Weather extremes, from drought to floods, have a major impact on society because adapting to such changes will, assuredly, disturb normal lives. According to Daniel Swain, lead author of the study, climate change plays havoc with normal practices. California had constructed huge reservoirs to store water when it faced drought from 2010 to 2016. However, these storage facilities became liabilities during the floods, in late 2016 and 2017, which led to the Oroville Dam disaster that forced thousands of people to evacuate their homes.

The study predicts that the frequency of extremely wet years will be increasing. The authorities need to draw up contingency plans in advance on how best to tackle the after-effects.

These effects will likely be in the form of damages to the infrastructure due to frequent mudslides as well as loss of lives and property.

Dry conditions mean fire

The study also observed that the extremely dry weather in California, resulting from climate change, could create drought. Researchers feel that this phenomenon is likely to show an upward trend in days to come and give rise to conditions favorable for wildfires.

Once that happens, the greenery will be destroyed, the ecological balance will go for a toss and the flora and fauna will take a beating.

When it starts to rain, there will be mudslides that will submerge the surrounding localities and lead to loss of lives and property.

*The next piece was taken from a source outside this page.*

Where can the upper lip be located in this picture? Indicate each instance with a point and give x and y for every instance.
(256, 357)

It will take time to recover from such devastation. This can happen when extremely wet seasons follow exceedingly dry ones.

Last year Montecito was a victim. Heavy rainfall led to excessive mudslides in the areas that had already been destroyed by wildfires and 20 people died.

The United States has not agreed to the 2015 accord on climate change, but the global community feels that the time has come to do away with fossil fuels. These create greenhouse gases responsible for global warming, and people must opt for alternatives like electricity or solar power to save the Earth.